Outstanding Editorial on LA 8 Case in Today’s O.C. Register

The following excellent editorial appears in today’s (2/25/99) issue of the Orange County Register on yesterday’s atrocious Supreme Court ruling in ADC v. Reno, the “LA 8” case. The Register can be congratulated by writing to Orange County Register 625 North Grand Avenue Santa Ana, CA 92701-4347 or faxing to (714) 565-3681 Immigrants as targets Orange County Register February 25, 1999 The U.S. Supreme Court’s 8-1 ruling Wednesday, bolstering the Immigration and Naturalization Service’s ongoing attempt to deport several Los Angeles-area immigrants, dealt a devastating blow to the idea that legal immigrants have the same free-speech rights as U.S. citizens.
And by endorsing the idea that foreign nationals have no right to make legal claims of “selective enforcement” of U.S. immigration law, the court has given federal officials broad authority to target immigrants for deportation based on the flimsiest reasons.
This exceedingly complex case, involving a variety of procedural and jurisdictional issues, stems from a 1987 effort by the INS to deport a group known as the L.A. Eight — seven Palestinians and a Kenyan accused by the government of aiding and abetting an international terrorist organization. All eight were in the country legally.
One member of the group, Michel Shehadeh of Garden Grove, previously recounted to us how 13 INS agents raided his Long Beach apartment with guns drawn while he was with his 3-year-old son. Yet in the 12 years since that frightening event, federal authorities have provided no evidence substantiating their terrorism charges against those individuals.
The group’s members never belonged to any terrorist group, Mr.

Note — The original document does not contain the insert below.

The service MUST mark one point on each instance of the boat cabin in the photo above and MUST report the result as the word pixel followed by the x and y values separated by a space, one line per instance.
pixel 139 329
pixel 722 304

Shehadeh told us this week. He said he “abhors terrorism,” but was merely involved in political activism on behalf of Palestinian rights. And he believes the authorities are picking on “the weakest link in the civil liberties chain… .” They’ll “just kick out some Palestinians and claim terrorism. And use us to start the legal precedent and use it against anybody.”
Essentially, the government has been trying to keep the group from raising constitutional issues, such as a First Amendment right to free speech, in their defense. Which means their defense against INS charges has been confined to immigration hearings or appellate courts, where procedural rather than constitutional issues are the focus.
The Supreme Court overturned an appeals court verdict that had halted the government’s deportation actions. The high court made an 8-1 jurisdictional ruling — that aliens may not bring selective-enforcement claims before federal courts. And then, by a separate 5-4 vote, it made a substantive ruling vastly limiting any selective-enforcement claims. What especially rankles the L.A. Eight’s supporters is that the court made the latter ruling even though it had restricted legal arguments to jurisdictional issues. “If you’re being deported for your political beliefs, essentially the way in which you would challenge that is by making a claim of selective enforcement,” Hussein Ibish told us; he is the media director for the American-Arab Anti-Discrimination Committee, the Washington-based group that brought the case on behalf of the L.A. Eight.
“In other words, [you say] that you’re being targeted by a bunch of laws and provisions that exist, but are not enforced generally. But when someone comes along whose political views the government doesn’t agree with, these things are dusted off and hauled out. That would be the standard way in which the government would seek to silence noncitizens.”
What does this mean for noncitizens? If the government decides to start deportation proceedings, noncitizens have virtually no right to take their case to federal court. And since the Supreme Court has given the government broad latitude in trying to deport them, noncitizens could be targeted for speaking out on political causes.
Writing for the majority, Justice Antonin Scalia argued that the government “should not have to disclose its ‘real’ reasons for deeming nationals of a particular country a special threat — or indeed for simply wishing to antagonize a particular foreign country by focusing on that country’s nationals.”
That, according to ADC’s Mr. Ibish, allows immigration officials to target certain groups of unfavored immigrants for “undisclosed political reasons.” And it will undoubtedly put a chill on political expression in America’s immigrant communities.
It’s a deeply troubling ruling that could lead to wide injustices against people who are in the country legally, but not citizens. For instance, although Mr. Shehadeh’s legal options may have not all been closed, he may eventually face deportation, which could separate him from his wife and family, who are citizens.
One remedy now is that Congress address the issue directly, by restoring to legal immigrants their ability to defend their free-speech rights in the federal courts.